Grieg Seafood: Fearnleys cuts target price to NOK 33 after Q1 miss

by
Editorial Staff

Fearnley Securities has cut its 2026 EBIT estimate for Grieg Seafood by 55% following the salmon farmer’s first-quarter results, lowering its target price to NOK 33 (€3.07) from NOK 37 (€3.44) per share while reiterating a Hold recommendation.

The bank said the weaker outlook reflected biological challenges, start-up costs linked to a new value-added processing facility, and one-off head office expenses.

Grieg’s revised 2026 cost guidance of NOK 67/kg (€6.23/kg) came in above Fearnleys’ previous estimate of NOK 62/kg (€5.77/kg) and above the company’s long-term target of NOK 60/kg (€5.58/kg), according to the bank.

Fearnleys said it now sits 56% below FactSet consensus on 2026 EBIT and expects analyst forecasts to move materially lower following the update.

For the second quarter, the broker forecast EBIT of NOK 29 million (€2.70 million), compared with FactSet consensus estimates of NOK 94 million (€8.74 million).

Harvest volume estimates for 2026 were reduced to 30,000 tonnes from 31,000 tonnes, although Fearnleys said higher expected costs were the main negative driver behind the downgrade.

The bank said 2027 was the earliest point at which Grieg’s standalone Rogaland operation could begin delivering its earnings potential.

Based on Fearnleys’ estimates, Grieg trades at 54 times expected 2026 earnings and 12 times expected 2027 earnings.

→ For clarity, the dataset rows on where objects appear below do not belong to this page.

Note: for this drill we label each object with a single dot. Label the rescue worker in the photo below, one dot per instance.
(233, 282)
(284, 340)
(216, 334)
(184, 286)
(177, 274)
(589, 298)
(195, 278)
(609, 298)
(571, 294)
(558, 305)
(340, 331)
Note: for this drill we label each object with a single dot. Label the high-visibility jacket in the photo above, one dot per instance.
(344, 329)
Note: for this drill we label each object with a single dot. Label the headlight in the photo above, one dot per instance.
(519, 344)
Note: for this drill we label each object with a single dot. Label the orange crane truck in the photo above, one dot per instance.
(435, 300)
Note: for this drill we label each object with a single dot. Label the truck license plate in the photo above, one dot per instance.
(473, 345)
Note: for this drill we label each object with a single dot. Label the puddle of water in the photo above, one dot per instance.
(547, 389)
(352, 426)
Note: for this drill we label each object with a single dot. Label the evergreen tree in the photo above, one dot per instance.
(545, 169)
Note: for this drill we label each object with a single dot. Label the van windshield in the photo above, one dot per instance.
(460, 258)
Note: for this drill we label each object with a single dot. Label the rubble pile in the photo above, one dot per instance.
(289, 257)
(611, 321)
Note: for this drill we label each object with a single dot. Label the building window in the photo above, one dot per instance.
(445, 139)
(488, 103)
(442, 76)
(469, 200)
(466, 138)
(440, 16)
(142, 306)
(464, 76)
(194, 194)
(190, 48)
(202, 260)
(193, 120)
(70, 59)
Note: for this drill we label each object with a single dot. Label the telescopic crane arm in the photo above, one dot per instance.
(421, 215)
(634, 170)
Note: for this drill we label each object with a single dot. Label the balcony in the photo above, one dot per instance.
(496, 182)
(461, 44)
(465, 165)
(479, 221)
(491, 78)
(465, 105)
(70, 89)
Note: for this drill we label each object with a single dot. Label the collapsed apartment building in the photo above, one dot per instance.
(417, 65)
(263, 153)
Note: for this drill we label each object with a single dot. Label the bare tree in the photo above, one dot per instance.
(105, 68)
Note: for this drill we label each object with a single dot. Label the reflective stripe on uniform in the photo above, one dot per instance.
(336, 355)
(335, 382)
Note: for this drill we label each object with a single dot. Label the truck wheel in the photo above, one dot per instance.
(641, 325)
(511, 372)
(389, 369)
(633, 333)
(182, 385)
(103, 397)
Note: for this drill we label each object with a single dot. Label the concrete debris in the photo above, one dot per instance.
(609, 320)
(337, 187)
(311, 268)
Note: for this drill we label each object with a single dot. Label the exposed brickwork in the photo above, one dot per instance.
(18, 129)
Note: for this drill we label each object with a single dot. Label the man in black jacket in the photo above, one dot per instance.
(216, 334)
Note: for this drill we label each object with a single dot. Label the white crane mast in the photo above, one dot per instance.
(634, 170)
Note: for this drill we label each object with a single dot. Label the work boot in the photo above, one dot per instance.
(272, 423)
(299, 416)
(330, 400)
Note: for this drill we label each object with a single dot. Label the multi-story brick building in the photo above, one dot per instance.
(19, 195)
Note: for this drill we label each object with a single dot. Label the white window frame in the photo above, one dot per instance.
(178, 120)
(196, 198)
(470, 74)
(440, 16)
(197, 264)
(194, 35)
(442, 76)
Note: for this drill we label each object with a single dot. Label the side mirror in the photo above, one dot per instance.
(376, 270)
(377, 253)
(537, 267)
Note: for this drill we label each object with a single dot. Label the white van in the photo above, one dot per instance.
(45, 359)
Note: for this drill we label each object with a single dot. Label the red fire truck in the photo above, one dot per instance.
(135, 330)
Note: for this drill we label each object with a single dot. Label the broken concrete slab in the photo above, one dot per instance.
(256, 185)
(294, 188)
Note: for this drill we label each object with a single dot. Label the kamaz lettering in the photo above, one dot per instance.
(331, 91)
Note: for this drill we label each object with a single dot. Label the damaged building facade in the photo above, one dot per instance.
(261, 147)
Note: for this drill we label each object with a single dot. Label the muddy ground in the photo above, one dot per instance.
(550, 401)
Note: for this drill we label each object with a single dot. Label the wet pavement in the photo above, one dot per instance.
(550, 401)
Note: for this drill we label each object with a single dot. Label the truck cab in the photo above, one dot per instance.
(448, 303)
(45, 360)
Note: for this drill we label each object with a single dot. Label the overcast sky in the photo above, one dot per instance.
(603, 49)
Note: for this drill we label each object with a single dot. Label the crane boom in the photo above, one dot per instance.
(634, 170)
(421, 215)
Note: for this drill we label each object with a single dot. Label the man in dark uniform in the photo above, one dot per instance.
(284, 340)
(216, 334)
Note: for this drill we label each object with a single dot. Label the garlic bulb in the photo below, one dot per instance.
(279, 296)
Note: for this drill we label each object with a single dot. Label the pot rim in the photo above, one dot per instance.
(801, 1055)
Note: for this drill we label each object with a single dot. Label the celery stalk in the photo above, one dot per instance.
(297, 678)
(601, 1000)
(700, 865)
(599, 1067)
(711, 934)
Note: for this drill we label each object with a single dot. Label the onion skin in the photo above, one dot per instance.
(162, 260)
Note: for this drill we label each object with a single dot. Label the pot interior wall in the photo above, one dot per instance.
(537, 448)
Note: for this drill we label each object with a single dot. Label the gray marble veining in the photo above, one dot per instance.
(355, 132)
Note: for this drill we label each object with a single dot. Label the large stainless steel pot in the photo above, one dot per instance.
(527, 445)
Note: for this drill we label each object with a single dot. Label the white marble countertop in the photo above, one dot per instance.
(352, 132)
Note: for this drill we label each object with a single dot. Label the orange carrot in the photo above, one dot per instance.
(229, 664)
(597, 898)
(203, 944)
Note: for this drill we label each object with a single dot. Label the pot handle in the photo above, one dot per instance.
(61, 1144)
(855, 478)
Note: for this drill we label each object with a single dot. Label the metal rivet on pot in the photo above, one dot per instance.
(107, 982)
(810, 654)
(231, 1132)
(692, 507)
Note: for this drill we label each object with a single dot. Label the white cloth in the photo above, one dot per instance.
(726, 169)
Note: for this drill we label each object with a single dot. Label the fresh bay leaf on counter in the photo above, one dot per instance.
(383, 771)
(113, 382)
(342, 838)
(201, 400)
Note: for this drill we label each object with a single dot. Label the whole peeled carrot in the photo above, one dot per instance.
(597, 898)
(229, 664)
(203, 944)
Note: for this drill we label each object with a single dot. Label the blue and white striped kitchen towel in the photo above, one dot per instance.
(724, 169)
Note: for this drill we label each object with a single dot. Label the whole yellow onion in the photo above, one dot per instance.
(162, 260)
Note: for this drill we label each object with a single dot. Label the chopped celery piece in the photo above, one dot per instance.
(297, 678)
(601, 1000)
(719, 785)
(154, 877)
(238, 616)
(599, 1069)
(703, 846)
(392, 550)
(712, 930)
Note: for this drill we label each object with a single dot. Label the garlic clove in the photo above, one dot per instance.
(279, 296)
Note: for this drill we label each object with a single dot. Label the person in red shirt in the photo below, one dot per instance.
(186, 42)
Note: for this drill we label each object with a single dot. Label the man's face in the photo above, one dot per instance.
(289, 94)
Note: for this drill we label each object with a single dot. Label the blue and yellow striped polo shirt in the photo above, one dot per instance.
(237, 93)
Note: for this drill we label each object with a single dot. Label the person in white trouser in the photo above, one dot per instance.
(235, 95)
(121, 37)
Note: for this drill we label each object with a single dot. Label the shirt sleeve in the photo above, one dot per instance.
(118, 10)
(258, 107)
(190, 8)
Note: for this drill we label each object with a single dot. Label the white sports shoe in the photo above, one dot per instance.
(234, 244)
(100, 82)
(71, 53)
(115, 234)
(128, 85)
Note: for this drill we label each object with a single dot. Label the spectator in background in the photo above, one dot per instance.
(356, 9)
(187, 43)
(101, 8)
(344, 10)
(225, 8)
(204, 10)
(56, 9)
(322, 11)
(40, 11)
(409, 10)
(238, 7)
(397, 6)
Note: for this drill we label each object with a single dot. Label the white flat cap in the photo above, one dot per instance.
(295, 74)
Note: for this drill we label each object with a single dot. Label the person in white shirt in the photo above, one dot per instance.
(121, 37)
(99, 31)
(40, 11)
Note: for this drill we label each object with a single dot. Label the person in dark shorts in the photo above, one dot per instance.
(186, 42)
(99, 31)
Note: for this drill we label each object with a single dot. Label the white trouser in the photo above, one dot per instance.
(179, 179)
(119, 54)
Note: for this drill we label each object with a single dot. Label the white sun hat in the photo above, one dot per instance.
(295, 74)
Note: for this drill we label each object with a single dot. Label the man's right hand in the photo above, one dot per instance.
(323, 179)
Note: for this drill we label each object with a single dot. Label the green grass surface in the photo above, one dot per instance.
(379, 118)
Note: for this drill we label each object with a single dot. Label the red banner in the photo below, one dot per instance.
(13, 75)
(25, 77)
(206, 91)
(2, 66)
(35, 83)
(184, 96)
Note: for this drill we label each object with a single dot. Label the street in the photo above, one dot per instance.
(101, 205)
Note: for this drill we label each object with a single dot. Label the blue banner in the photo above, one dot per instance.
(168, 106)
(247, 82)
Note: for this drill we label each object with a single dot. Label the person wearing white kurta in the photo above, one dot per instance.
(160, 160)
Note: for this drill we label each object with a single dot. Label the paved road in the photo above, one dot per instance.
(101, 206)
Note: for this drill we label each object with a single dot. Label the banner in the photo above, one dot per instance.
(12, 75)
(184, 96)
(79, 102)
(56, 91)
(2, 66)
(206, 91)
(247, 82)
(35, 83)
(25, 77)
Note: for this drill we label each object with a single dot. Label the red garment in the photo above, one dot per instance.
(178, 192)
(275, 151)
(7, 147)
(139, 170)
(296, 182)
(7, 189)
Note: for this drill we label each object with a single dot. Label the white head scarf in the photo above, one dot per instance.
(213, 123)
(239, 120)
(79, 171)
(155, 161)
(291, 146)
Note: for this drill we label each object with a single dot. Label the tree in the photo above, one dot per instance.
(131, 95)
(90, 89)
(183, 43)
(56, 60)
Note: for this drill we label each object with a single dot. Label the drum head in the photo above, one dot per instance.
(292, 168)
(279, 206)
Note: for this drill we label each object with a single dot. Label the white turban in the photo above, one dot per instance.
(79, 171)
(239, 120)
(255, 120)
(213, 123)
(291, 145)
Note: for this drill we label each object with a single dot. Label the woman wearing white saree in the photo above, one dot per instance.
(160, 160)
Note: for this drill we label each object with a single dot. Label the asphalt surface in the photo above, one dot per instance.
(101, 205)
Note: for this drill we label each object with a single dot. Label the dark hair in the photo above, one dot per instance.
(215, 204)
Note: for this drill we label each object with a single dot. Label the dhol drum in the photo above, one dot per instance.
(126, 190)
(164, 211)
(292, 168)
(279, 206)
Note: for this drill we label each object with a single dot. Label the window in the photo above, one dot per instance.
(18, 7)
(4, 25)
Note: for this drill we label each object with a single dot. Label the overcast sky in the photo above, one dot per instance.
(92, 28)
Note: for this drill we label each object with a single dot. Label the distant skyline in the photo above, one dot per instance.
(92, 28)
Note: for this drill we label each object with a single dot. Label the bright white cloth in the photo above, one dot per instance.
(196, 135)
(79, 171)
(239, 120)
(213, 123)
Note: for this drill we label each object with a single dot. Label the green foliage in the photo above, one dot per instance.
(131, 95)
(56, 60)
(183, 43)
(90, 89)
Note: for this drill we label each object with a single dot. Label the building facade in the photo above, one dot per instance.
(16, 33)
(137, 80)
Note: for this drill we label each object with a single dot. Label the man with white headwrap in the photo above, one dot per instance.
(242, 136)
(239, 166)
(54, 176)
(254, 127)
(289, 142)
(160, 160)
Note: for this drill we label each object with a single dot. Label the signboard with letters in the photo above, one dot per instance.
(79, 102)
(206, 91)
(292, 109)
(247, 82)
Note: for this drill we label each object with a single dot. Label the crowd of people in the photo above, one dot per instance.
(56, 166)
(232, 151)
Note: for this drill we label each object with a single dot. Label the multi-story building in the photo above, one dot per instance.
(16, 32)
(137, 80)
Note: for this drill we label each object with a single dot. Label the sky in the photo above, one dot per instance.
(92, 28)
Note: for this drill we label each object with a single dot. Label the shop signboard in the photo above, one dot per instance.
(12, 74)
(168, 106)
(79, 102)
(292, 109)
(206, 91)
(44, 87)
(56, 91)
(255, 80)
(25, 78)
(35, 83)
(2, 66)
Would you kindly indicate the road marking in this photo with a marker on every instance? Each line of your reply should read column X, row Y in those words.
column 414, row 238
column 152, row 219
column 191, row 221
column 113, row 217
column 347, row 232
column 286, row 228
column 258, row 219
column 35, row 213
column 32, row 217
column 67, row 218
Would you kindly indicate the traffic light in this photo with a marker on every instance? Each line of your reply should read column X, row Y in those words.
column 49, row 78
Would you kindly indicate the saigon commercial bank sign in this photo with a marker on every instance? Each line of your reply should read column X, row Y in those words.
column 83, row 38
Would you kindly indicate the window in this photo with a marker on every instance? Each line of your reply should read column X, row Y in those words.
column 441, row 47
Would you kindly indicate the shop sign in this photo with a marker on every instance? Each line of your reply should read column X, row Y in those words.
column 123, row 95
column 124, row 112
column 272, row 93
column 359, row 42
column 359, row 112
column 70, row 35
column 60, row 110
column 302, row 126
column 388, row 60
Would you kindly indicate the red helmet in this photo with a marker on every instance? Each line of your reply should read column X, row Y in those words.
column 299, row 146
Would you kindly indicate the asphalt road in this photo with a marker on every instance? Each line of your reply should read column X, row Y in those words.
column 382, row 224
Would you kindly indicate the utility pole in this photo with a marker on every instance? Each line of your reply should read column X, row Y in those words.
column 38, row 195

The bank said longer-term upside remains possible if Grieg achieves its targeted cost reductions, pointing to a 2028 earnings per share estimate of NOK 3.0 (€0.28), based on harvest volumes of 32,000 tonnes and a salmon spot price of NOK 89/kg (€8.28/kg).

However, with costs expected to remain elevated through 2026 and limited near-term catalysts, Fearnleys said its Hold recommendation reflected fair valuation based on 2027–2028 earnings expectations rather than near-term upside.